La nuova capacità rinnovabile costruita nel 2022 è in grado di generare circa 13 TWh all’anno, evitando l’emissione di circa 9 milioni di tonnellate di CO2 nell’atmosfera ogni anno. Questa nuova capacità elimina inoltre la necessità di acquistare 2,9 miliardi di metri cubi di gas all’anno.

Questo contributo aiuterà anche il Gruppo Enel a raggiungere l’obiettivo di ridurre le emissioni di gas serra a 140gCO2eq/kWh entro il 2024 e di ridurre l’80% delle emissioni dirette entro il 2030. Questi obiettivi sono in linea con l’obiettivo globale di raggiungere il Sustainable Net Zero al 2040.
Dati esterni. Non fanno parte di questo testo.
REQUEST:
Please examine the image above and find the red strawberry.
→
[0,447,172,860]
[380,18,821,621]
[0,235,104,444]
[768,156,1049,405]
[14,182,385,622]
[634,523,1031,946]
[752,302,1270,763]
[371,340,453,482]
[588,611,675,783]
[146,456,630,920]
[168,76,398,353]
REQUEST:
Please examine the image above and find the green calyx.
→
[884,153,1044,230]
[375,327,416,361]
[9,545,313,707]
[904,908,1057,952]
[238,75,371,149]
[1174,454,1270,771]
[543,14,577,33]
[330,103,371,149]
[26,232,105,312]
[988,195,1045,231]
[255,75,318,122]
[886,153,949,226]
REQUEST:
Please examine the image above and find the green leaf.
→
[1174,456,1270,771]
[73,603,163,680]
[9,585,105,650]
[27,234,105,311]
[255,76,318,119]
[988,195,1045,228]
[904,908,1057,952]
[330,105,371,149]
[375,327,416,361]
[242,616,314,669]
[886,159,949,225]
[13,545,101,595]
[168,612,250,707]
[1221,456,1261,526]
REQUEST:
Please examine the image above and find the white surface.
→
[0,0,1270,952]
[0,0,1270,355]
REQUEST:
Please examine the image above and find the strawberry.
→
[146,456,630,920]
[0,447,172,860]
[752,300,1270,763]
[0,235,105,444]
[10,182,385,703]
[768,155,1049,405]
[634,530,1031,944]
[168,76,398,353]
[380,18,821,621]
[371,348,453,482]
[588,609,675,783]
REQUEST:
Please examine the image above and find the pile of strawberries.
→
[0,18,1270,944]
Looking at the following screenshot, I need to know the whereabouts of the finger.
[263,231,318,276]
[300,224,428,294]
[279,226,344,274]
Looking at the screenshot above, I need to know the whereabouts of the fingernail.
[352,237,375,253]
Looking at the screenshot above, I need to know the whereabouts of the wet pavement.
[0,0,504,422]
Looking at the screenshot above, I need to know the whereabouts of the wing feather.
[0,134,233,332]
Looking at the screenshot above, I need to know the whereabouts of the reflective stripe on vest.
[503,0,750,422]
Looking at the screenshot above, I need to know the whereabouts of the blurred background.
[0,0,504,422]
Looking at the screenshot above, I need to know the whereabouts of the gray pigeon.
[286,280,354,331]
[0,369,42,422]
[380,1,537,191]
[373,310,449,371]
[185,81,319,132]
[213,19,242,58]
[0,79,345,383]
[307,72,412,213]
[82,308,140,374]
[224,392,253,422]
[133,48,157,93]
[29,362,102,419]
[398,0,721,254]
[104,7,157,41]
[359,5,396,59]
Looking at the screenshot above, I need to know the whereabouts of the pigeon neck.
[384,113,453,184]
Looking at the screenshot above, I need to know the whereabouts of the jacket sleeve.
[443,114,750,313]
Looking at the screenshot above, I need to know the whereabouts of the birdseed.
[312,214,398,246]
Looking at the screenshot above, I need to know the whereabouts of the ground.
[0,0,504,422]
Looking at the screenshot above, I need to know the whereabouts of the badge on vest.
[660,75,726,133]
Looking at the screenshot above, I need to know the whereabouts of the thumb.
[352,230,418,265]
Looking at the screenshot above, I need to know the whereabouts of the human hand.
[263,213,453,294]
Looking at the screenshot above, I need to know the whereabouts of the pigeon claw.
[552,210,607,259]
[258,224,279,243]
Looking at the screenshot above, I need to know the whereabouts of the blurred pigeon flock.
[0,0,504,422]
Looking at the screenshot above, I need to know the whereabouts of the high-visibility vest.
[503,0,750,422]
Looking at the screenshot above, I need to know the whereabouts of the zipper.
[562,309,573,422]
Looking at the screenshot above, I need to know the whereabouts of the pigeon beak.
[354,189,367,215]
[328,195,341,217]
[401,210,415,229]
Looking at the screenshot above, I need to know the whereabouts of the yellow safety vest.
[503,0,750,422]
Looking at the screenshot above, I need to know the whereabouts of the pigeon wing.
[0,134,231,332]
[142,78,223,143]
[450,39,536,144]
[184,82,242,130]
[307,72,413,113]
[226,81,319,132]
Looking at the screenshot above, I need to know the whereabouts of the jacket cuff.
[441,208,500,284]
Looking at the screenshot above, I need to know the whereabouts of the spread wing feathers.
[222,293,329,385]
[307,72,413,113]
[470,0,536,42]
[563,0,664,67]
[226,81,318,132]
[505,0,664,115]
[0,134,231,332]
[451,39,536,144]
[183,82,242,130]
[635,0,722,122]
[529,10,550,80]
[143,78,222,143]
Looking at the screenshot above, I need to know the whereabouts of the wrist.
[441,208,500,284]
Insomma, per restare ai fatti, e alla chiarezza di Galileo il futuro delle rinnovabili sta in un uso sempre maggiore delle energie rinnovabili. Concludiamo citando, ancora a titolo di esempio, il fotovoltaico. In questo settore l’impronta di carbonio dei moduli è migliorata dell’80% negli ultimi anni e i moduli vetro-vetro consentono un taglio aggiuntivo. Se poi i pannelli sono prodotti in Europa le cose migliorano ulteriormente. “Con i moduli fotovoltaici prodotti nell’UE, si risparmia il 40% di emissioni di CO2 rispetto ai moduli importati dalla Cina”. Sono le parole di Holger Neuhaus, responsabile tecnologico per i moduli fotovoltaici presso Fraunhofer ISE, commentando i risultati che l’istituto di ricerca tedesco ha ottenuto confrontando l’impronta del carbonio di sei moduli in silicio monocristallino prodotti.

Ecco, il futuro dell’energia sta qui, sta cioè nella capacità di fare scelte non dettate dall’emergenza ma basate sulla sostenibilità reale di ogni mezzo, su parametri come il “carbon footprint”.